A resposta correta a essa emergência é criar novas regras e padrões. A Lei de Serviços Digitais tem um imenso potencial. Sua intenção não é acabar com o problema regulamentando o conteúdo, mas, sim, abordando-o de forma neutra e indo em busca de riscos sistêmicos e falhas no modelo de negócios. Uma estratégia que endosso veementemente. Há muito mais a ser dito sobre essa legislação, mas gostaria de destacar três pontos que, de acordo com a minha experiência, são de extrema importância.
Falta de transparência
Quase ninguém fora do Facebook sabe o que acontece dentro do Facebook. A empresa não revela informações vitais ao público, ao governo dos Estados Unidos, aos acionistas e aos governos de outras nações. Os documentos apresentados por mim provam que o Facebook repetidamente nos forneceu resultados equivocados de suas pesquisas internas sobre segurança de uso infantil, sobre seu papel em disseminar discursos de ódio e polarização, e muito mais.

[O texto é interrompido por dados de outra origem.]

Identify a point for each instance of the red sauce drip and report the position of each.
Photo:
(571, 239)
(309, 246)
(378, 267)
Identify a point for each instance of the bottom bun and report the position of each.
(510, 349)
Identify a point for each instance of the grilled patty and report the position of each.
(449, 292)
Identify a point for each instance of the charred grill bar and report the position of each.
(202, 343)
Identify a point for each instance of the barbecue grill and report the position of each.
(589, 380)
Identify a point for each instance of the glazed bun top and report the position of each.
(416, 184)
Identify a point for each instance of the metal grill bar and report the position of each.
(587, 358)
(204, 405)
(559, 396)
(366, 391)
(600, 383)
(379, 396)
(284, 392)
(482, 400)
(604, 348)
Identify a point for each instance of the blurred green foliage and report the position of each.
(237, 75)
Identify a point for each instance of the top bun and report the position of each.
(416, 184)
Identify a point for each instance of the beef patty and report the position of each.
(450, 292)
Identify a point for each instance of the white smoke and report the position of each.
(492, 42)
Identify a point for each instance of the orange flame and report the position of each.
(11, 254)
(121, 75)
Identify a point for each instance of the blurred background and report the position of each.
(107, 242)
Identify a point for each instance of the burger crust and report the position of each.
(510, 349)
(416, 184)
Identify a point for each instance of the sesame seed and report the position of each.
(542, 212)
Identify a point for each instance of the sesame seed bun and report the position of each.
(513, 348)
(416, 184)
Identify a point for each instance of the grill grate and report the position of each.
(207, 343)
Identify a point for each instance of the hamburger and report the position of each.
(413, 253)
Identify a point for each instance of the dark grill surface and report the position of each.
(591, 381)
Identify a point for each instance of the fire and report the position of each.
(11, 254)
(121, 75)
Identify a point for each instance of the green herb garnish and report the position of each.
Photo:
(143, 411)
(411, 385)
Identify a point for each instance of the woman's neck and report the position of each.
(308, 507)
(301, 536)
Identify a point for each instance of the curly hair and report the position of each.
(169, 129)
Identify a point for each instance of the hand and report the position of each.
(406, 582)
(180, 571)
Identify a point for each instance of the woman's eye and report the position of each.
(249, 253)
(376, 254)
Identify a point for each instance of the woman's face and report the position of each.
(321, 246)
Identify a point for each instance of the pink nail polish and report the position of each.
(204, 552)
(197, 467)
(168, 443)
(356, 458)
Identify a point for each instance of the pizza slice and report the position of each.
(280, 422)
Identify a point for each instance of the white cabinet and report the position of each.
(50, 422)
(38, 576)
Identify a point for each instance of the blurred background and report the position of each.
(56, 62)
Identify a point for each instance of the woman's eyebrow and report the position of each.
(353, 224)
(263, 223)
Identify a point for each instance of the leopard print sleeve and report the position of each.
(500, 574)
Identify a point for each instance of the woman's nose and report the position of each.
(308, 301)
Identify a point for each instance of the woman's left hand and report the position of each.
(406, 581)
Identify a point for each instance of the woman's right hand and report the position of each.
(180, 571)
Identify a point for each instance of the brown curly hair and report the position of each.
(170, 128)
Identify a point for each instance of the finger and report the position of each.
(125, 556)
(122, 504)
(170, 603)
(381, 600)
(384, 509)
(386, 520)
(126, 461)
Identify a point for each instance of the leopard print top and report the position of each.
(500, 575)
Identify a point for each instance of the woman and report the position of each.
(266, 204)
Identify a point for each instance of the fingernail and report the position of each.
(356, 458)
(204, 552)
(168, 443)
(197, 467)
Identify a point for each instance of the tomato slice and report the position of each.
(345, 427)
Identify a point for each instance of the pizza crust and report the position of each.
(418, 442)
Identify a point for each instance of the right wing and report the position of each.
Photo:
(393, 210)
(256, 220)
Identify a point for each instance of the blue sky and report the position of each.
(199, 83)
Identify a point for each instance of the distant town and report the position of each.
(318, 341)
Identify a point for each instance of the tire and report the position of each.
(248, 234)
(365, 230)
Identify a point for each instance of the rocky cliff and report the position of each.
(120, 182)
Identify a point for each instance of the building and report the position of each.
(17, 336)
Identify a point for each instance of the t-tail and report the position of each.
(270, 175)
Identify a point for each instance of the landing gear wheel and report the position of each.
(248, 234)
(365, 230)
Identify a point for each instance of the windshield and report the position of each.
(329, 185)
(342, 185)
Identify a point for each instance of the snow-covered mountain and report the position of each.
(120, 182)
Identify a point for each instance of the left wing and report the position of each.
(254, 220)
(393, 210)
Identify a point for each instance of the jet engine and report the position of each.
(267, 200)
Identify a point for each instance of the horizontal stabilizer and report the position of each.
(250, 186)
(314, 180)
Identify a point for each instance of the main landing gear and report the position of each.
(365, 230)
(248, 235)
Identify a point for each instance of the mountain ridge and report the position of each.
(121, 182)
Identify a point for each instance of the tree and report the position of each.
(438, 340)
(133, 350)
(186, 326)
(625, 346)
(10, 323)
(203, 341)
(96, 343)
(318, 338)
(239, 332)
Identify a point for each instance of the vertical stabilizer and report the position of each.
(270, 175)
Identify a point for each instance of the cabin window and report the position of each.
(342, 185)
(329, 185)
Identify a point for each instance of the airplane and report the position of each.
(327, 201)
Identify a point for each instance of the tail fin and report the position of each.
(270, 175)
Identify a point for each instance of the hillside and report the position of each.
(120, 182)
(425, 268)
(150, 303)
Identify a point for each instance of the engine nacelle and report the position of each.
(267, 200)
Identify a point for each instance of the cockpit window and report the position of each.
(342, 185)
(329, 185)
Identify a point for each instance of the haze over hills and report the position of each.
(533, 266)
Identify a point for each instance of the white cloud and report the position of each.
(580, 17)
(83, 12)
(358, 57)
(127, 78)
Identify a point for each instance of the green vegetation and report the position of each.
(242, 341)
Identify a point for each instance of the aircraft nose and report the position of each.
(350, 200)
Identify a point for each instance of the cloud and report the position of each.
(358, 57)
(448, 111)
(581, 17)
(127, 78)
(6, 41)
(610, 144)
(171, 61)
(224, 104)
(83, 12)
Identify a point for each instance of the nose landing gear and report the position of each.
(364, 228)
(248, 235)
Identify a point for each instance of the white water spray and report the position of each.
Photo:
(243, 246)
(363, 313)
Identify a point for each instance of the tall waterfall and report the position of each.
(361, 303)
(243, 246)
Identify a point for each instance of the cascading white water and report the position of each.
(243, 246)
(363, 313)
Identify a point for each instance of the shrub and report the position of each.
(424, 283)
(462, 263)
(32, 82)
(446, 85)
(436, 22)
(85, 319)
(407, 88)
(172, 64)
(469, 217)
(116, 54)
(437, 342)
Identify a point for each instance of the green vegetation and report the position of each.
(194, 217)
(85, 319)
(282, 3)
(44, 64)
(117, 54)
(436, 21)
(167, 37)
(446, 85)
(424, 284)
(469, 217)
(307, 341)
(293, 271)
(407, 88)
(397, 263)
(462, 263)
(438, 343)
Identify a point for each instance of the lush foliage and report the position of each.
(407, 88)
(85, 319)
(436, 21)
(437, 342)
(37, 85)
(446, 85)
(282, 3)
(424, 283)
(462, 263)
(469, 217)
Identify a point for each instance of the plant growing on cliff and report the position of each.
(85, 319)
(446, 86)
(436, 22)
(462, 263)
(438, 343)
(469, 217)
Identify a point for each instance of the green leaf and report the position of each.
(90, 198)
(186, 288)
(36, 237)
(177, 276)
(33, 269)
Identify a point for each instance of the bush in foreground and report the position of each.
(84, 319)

Em primeiro lugar, avaliações de risco e acesso a dados confidenciais. Para onde esses dados são transmitidos. Segundo, diretrizes abrangentes e criação de padrões para o modelo de negócios. Terceiro, o risco das brechas e isenções. Falarei sobre um de cada vez.
No âmago dos problemas que enfrentamos atualmente está o fato de quem ninguém entende melhor as escolhas destrutivas do Facebook do que o próprio Faceebok. E isso porque apenas o Facebook tem permissão para olhar o que há embaixo do tapete. A meu ver, a empresa não pode continuar sendo juiz, júri, promotor e testemunha ao mesmo tempo. Um ponto de partida crucial, portanto, para uma regulamentação eficiente, é a transparência. Acesso total aos dados, sem supervisão da empresa. Precisamos ter especialistas analisando esses problemas e eles devem ter acesso a toda informação necessária para tal. Trata-se de um ponto fundamental para obter resultados corretos, já que o diabo mora nos detalhes.
Por exemplo, se as empresas estiverem totalmente isentas de serem transparentes em relação a assuntos classificados como segredo comercial, elas dirão que tudo é segredo comercial. O Facebook seguiria operando atrás de portas fechadas, fazendo escolhas que vão contra o bem comum. Os pesquisadores devem, sim, respeitar segredos comerciais, uma vez que tenham acesso a suas informações de licenciamento. Segredos comerciais não podem, nem devem, ser uma desculpa para as empresas negarem acesso a seus dados. Ou seja, ter acesso a eles é o ponto de partida que permitirá a pesquisadores e membros de órgãos reguladores avaliar riscos e danos em toda a mecânica da rede social: criação de perfis, público alvo e engajamento baseado em rankings.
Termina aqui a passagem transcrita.